Auch die Nato – deren Mitglied die Türkei seit 1952 ist – wird ja nicht nur von gut ausgebildeten und ausgerüsteten Armeen getragen, sondern basiert auf einem gemeinsamen Wertesystem demokratischer Grund- und Menschenrechte. Was davon existiert noch in der Türkei? Und was wird aus dem Flüchtlingsabkommen der EU mit der Türkei?

Kann man Asylsuchende dorthin zurückschicken, wo grundlegende Freiheiten unterdrückt werden?

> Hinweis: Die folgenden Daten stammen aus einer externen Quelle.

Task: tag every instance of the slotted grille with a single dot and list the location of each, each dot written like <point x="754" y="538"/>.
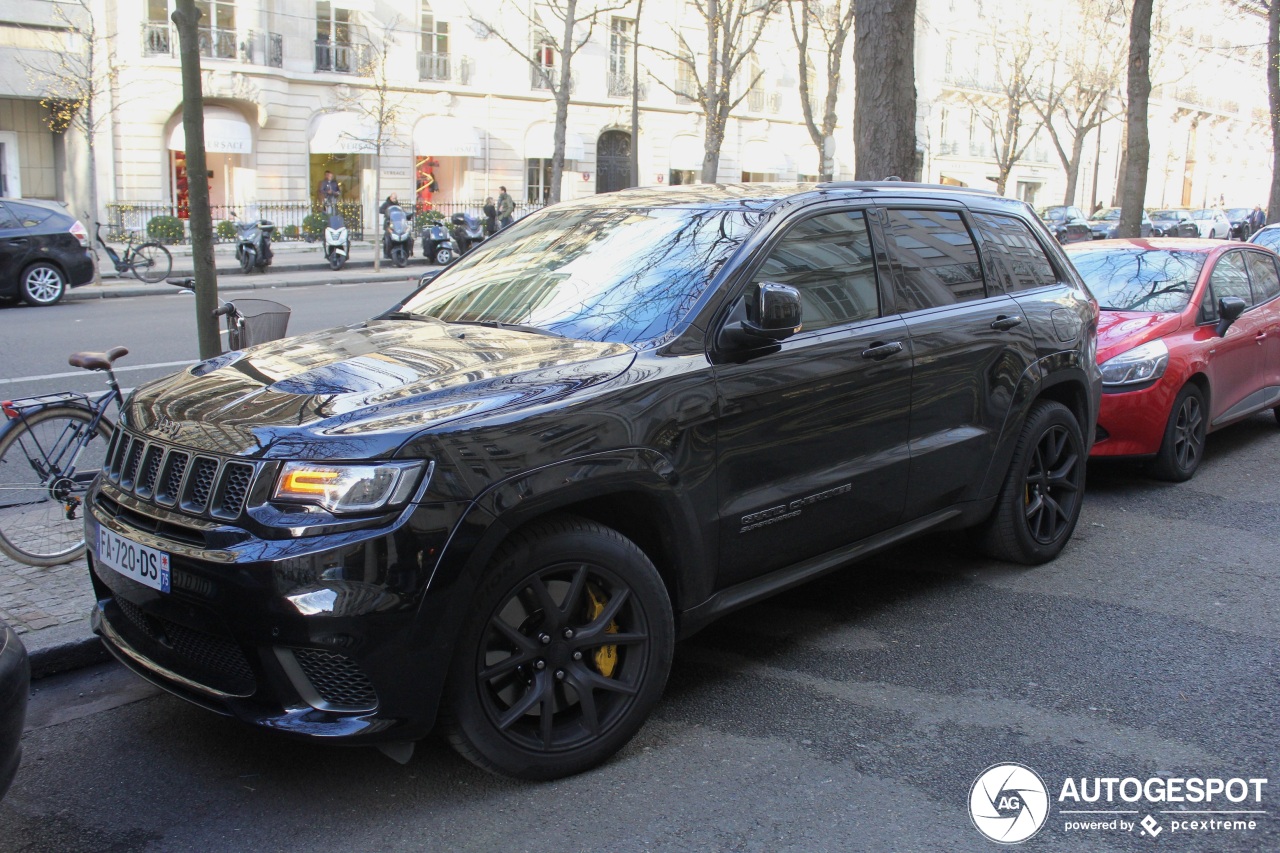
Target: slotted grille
<point x="337" y="679"/>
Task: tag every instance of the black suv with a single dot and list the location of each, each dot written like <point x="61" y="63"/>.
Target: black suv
<point x="44" y="250"/>
<point x="501" y="503"/>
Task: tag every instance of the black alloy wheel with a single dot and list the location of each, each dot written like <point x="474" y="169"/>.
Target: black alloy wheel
<point x="567" y="651"/>
<point x="1183" y="447"/>
<point x="1040" y="503"/>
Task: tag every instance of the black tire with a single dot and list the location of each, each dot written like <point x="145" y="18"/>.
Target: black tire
<point x="151" y="263"/>
<point x="35" y="484"/>
<point x="42" y="284"/>
<point x="531" y="651"/>
<point x="1183" y="446"/>
<point x="1040" y="501"/>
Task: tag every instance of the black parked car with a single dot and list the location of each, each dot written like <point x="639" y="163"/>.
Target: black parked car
<point x="1174" y="222"/>
<point x="44" y="250"/>
<point x="1105" y="223"/>
<point x="618" y="419"/>
<point x="1066" y="223"/>
<point x="14" y="685"/>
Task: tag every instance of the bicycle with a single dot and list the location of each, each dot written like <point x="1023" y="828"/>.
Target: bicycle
<point x="51" y="447"/>
<point x="149" y="263"/>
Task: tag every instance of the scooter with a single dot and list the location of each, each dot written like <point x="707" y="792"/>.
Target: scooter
<point x="438" y="246"/>
<point x="254" y="245"/>
<point x="337" y="243"/>
<point x="467" y="231"/>
<point x="397" y="236"/>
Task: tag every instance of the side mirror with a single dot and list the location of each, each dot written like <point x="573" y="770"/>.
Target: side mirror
<point x="766" y="314"/>
<point x="1229" y="308"/>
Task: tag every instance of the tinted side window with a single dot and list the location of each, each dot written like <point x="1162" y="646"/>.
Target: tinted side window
<point x="1262" y="277"/>
<point x="1011" y="256"/>
<point x="937" y="259"/>
<point x="828" y="259"/>
<point x="1230" y="279"/>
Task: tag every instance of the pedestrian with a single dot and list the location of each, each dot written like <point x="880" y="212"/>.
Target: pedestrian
<point x="329" y="192"/>
<point x="506" y="208"/>
<point x="490" y="218"/>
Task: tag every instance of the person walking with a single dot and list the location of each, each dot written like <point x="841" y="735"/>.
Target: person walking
<point x="329" y="192"/>
<point x="506" y="208"/>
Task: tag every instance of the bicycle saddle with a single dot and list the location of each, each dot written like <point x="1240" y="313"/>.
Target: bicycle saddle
<point x="96" y="360"/>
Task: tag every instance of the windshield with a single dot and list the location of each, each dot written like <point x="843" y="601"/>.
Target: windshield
<point x="609" y="276"/>
<point x="1139" y="279"/>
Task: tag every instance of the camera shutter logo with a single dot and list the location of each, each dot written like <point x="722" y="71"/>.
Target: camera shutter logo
<point x="1009" y="803"/>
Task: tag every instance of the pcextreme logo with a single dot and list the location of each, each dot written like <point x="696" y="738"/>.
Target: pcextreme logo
<point x="1009" y="803"/>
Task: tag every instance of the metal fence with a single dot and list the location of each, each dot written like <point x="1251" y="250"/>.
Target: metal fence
<point x="170" y="224"/>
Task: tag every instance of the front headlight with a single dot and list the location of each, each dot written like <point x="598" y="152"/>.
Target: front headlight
<point x="1138" y="365"/>
<point x="348" y="488"/>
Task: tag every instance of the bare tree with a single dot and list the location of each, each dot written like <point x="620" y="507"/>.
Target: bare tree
<point x="1137" y="144"/>
<point x="1073" y="91"/>
<point x="380" y="106"/>
<point x="734" y="28"/>
<point x="833" y="23"/>
<point x="77" y="76"/>
<point x="575" y="21"/>
<point x="885" y="99"/>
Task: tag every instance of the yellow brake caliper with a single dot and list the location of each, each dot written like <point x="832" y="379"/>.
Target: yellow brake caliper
<point x="606" y="656"/>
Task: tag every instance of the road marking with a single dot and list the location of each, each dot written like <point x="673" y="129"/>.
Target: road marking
<point x="81" y="373"/>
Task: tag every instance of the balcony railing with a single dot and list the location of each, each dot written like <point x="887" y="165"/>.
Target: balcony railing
<point x="620" y="86"/>
<point x="264" y="49"/>
<point x="342" y="59"/>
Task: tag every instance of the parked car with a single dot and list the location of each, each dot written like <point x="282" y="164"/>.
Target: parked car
<point x="1188" y="342"/>
<point x="14" y="687"/>
<point x="1066" y="223"/>
<point x="1267" y="236"/>
<point x="1240" y="226"/>
<point x="1105" y="222"/>
<point x="1174" y="222"/>
<point x="1212" y="223"/>
<point x="44" y="250"/>
<point x="604" y="427"/>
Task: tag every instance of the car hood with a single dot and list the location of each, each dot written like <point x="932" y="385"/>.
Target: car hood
<point x="361" y="391"/>
<point x="1123" y="331"/>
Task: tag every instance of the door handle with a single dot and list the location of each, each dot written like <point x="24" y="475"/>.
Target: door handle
<point x="881" y="351"/>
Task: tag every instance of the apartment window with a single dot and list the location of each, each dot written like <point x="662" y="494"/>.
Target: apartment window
<point x="539" y="181"/>
<point x="434" y="50"/>
<point x="216" y="28"/>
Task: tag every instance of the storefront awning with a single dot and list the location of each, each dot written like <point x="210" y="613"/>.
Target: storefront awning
<point x="342" y="133"/>
<point x="686" y="154"/>
<point x="444" y="136"/>
<point x="225" y="132"/>
<point x="540" y="142"/>
<point x="764" y="158"/>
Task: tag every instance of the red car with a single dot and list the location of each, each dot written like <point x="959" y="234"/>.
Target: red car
<point x="1188" y="342"/>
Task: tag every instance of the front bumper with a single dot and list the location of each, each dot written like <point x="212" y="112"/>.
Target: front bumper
<point x="321" y="637"/>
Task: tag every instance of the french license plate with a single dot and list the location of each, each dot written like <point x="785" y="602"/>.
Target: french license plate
<point x="149" y="566"/>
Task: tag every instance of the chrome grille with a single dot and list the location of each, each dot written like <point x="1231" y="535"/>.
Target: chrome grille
<point x="197" y="484"/>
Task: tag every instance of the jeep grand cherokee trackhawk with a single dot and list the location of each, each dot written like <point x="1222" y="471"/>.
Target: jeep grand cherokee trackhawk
<point x="499" y="503"/>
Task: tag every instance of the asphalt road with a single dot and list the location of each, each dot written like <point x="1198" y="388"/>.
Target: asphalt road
<point x="158" y="329"/>
<point x="853" y="714"/>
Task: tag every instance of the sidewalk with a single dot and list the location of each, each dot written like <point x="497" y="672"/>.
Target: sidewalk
<point x="49" y="607"/>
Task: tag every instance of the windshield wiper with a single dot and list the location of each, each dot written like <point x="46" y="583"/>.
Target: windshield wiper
<point x="513" y="327"/>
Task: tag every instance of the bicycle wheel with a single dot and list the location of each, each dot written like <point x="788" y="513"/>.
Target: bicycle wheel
<point x="151" y="263"/>
<point x="46" y="465"/>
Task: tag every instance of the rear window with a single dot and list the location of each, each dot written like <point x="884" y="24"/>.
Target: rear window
<point x="1139" y="279"/>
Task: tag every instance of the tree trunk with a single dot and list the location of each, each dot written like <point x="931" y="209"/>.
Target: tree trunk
<point x="200" y="218"/>
<point x="1138" y="150"/>
<point x="1274" y="95"/>
<point x="885" y="100"/>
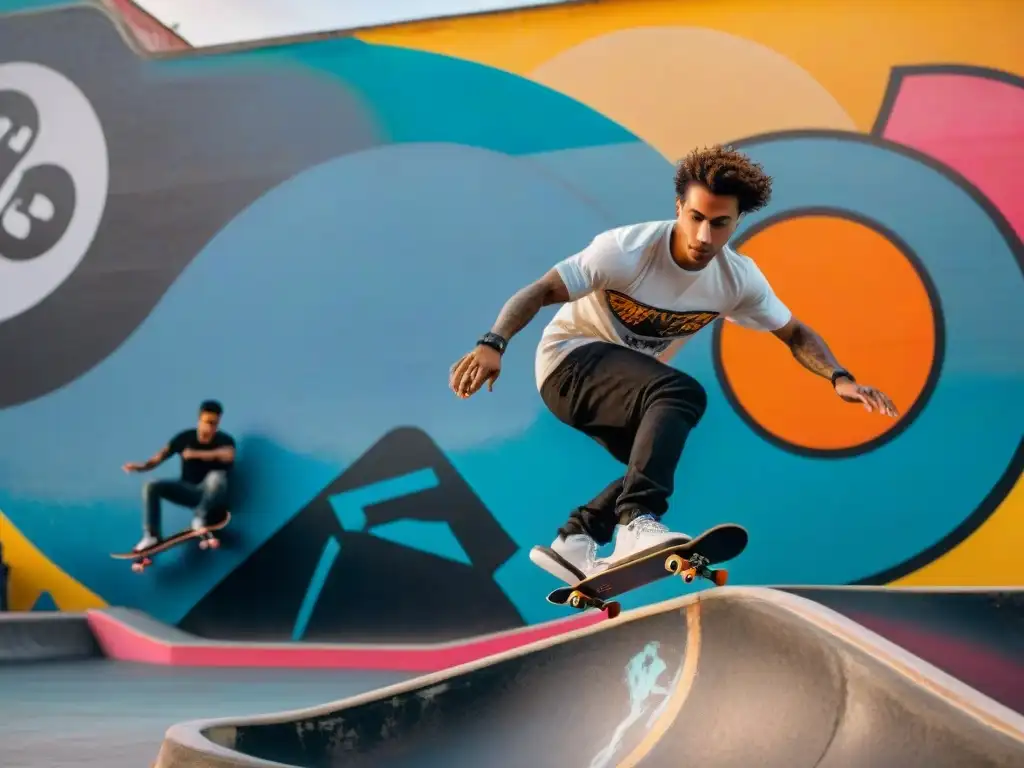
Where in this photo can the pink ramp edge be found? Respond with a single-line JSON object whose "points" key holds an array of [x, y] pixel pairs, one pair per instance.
{"points": [[972, 123], [123, 642]]}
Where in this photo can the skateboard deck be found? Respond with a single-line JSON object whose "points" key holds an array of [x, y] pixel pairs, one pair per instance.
{"points": [[688, 560], [207, 540]]}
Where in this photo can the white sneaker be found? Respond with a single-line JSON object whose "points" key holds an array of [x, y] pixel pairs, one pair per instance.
{"points": [[570, 559], [643, 535]]}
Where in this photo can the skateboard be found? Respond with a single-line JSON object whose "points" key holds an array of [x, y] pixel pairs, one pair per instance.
{"points": [[207, 540], [688, 560]]}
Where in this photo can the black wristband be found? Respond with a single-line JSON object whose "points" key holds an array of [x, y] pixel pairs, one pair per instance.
{"points": [[841, 372], [494, 341]]}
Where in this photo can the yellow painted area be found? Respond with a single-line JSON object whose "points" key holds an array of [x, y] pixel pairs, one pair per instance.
{"points": [[849, 47], [991, 556], [32, 573], [612, 75]]}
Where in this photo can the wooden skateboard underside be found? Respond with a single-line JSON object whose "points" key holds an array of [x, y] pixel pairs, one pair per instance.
{"points": [[207, 540], [686, 560]]}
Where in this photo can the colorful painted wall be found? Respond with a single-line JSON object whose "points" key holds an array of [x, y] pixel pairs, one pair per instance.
{"points": [[313, 232]]}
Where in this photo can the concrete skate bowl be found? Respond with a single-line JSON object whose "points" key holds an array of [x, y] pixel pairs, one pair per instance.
{"points": [[732, 677]]}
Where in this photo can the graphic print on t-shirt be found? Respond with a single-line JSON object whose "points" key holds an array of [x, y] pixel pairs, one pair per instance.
{"points": [[649, 329]]}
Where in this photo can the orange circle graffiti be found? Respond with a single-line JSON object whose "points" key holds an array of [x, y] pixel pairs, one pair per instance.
{"points": [[856, 289]]}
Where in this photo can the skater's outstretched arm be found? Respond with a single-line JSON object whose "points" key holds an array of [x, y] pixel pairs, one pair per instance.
{"points": [[526, 302], [812, 352], [483, 363], [152, 463]]}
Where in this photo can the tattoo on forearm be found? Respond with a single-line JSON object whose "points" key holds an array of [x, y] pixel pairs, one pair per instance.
{"points": [[812, 352], [519, 310]]}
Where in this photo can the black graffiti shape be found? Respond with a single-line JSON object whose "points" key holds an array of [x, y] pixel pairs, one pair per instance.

Der Westen muss Partner für die bleiben, die auf Freiheit und Rechtsstaat hoffen

Wer Erdogans Türkei nun, als logischer Schluss, mit einer Kontaktsperre belegt, bestraft aber auch die vielen, die mitten in dieser Diktatur auf bessere Zeiten, weiter auf ein Leben in Freiheit und Rechtsstaatlichkeit hoffen. Wir, der Westen, sind die einzig möglichen Gesprächspartner, und wir dürfen einen immer noch möglichen Prozess der Öffnung nicht von uns aus stoppen.

Das Unrecht zu benennen ist genauso wichtig wie die anhaltende Bereitschaft zum Dialog mit den Menschen, die der Gewaltherrschaft unterworfen sind. Institutionen wie die Goethe-Institute, die großen Stiftungen, ja, auch die stille Diplomatie, können da weiterarbeiten, wo der offiziellen Politik um unverzichtbarer Prinzipien willen die Hände gebunden sind.

Dass wir einfach gehen, kapitulieren, das wünscht sich vielleicht Erdogan. Aber den Gefallen sollten wir ihm nicht tun.